Artillery Row Roger Scruton

Sir Roger Scruton – The Last Commission

Sir Roger Scruton’s superhuman approach in the last months of his life

Sir Roger Scruton wrote that, “in the face of death, human beings can still show nobility and compassion and dignity.” He certainly did that himself. And, I would add, courage.

Stricken by a vicious cancer, vindicated against The New Statesman’s mendacious misreporting, he returned to the work of the Government’s Building Better Building Beautiful Commission this autumn with a youthful vigour and commitment which, particularly in sad retrospect, seems almost superhuman. He may have come to meetings in a wheelchair but his intellectual focus to finish the report was utterly undimmed.

As the days shortened, we spent many hours together drafting and re-drafting our report, trying to get the balance right between the elegance of exposition that was his hallmark and the necessary level of detailed policy that a complex commission report requires. It could have been a tortuous and fractious process. Instead it was stimulating, rewarding, even joyful. It was a privilege to work alongside him in the warmth of his book-lined Wiltshire farmhouse and with the tumbling fields and hedgerows that were so precious to him and his kind family all around.

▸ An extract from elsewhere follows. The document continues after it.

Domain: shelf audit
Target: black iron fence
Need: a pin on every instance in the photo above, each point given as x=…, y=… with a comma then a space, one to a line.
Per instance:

It is probably fair to say that several of the Commission’s advisers were initially a little nervous of his reputation, half expecting the bigoted bogeyman that some in the media have chosen to conjure up. He disarmed them quickly with humour, respect and the breadth of his interests.

His respect for the love of place was universal because it was so confidently and clearly expressed. It is telling that in the last years of his life he did so much to help the Syrian architect and writer, Marwa al-Sabouni, or that, when we first dined together, shortly after his 75th birthday, he served up not just English pies and vegetables but wine from France, harissa from North Africa and sachertorte from Vienna – the latter two sent to him as birthday gifts by international admirers. I hope that the report of the Commission and the government’s response to it can, amongst other things, be taken as a vindication of part of his life’s work.

I first met Roger five years ago when we were both asked to sit on a precursor to the Building Better Building Beautiful Commission. At the first meeting, a phalanx of industry heavies defended at wearisome length the status quo that passes for development in this country with all its ugliness, inhumanity and car-dependent unsustainability. He joyfully punctured the tedium with a frank admission of his own relative inexperience in matters of practical development: “All I have designed is my garden shed – but I did it to Vitruvian principles.”

We could make no headway but eighteen months later, he rather startled, and flattered, me by asking me to give a lecture on a course he was setting up. Then I joined the Building Better Building Beautiful Commission initially serving under Roger’s chairmanship. After his return, following the New Statesman’s apology for its vindictive misreporting of his comments, we served together as co-chairs. It might have been a difficult and tense relationship. That it was anything but, indeed that it was a joy to work closely with him was a testament to the civility of his vision of the intellectual life, a life of wide reading and vivid talking, punctuated by proper meals and good wine.

Nicholas Boys Smith served as co-chair of the Government’s Building Better Building alongside Sir Roger Scruton and is the director of Create Streets.